Not so in 1851. Nope ... thirty is pretty ancient ... half way to the grave. Thirty is middle-aged ... especially in the Great American Desert. Constant worry, constant danger, situational awareness, daylight’s excessive heat, the just about freezing at night, too much sun and never-ending abrasive wind ... nope ... thirty is past rode hard and put away wet. Added to the work involved in bathing ... Saturday night bath ... if that.

So ... Seven and I show up ... the product of clean living and no kids. Well ... we shined. Diamonds of the first water. Beauties ... clean ... sweet smelling babes. The only female that even came close was the 17 year old schoolmarm. And she was rapidly wearing out. She had the school board to worry about ... and cowboys ... bankers ... storekeepers ... miners and every one of them willing to help her break her schoolmarm contract.

Ya see ... to get the job ... she had to sign a “morally straight” contract.

She couldn’t be seen hanging out with men ... or drink liquor ... or beer ... and she couldn’t marry. If she did anything like that ... including marry ... she couldn’t teach young men or teen ladies. Mostly because she’d have to explain the modifications to her shape. In 1851, sex guaranteed pregnancy ... and we can’t have a teacher in an interesting condition. Her morals had to be better than the men ... school board ... who hired her.

For Seventeen and 1851, Marnie Taylor had remarkably straight teeth ... and a half way decent complexion ... Only lightly poxed and carefully arranged hair hid most of the scars ... Miss Taylor, schoolteacher, was considered a “catch.” Besides that, Marnie was clean. Marnie had a secret bathing spot ... with hot water.

ot water.

The west abounds in thermal hot springs ... well ... maybe not abounds ... but they’re there, if one knows where to look. Steam in the winter ... early greenery in the spring and fall ... and memory in the summer. And Miss Taylor was local. She had an attribute. Marnie was the result of a tragedy. The 1836 migrant wagon train heading to Oregon lost a couple of wagons ... and that pair lost one husband and one wife. Mrs. Taylor died, worn out, and Mr. Arbuthnot met an irate buffalo. Mrs. Arbuthnot couldn’t go on ... she needed a mourning period. And that didn’t suit the wagon master. He wanted Everybody to make Oregon and waiting wasn’t in his timetable.
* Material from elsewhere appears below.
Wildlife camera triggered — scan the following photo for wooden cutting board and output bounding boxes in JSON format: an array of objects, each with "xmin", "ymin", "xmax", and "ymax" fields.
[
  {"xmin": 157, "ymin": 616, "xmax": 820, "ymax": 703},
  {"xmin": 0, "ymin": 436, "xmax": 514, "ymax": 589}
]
“You go on ahead ... we’ll catch up,” said Mr. Taylor. And just a few days later ... catching up ... darkness fell ... and the pair made a wrong turn. Well ... Hell ... it was a full moon and the trail was plain ... couldn’t miss it.

Can’t miss. Sort of like that famous Southern Phrase...”Hold my beer and watch this.” Murphy is not a modern invention ... nope. The trail they couldn’t miss turned right ... but the trail they took was an old fur trade trail and it went straight, and then turned left. Left was aimed at what would be called Lake Tahoe and Carson City. At this very moment in time the city was in the almost dead center of Northern Paiute hunting territory.

So ... a pair of wagons, two teams, a widow, a widower and two teen aged Northern Paiutes out looking for trouble soon evolved into open conflict. The pair of young indians had bit off more than they could chew and were left, unburied, in the desert. Don’t think that it was Mr. Taylor that did the rescuing. Mrs. Arbuthnot was a crack shot and accounted for the pair of rambunctious teens. Mr. Taylor and Mrs. Arbuthnot celebrated their survivorship in a time honored manner. Generally, conflict with the possibility of death results in copulation between male and female survivors. Mrs. Arbuthnot became Mrs. Taylor by connivence ... or necessity ... and Marnie Taylor was born in a one room house constructed of wagon lumber, rock and canvas on the banks of Lake Tahoe.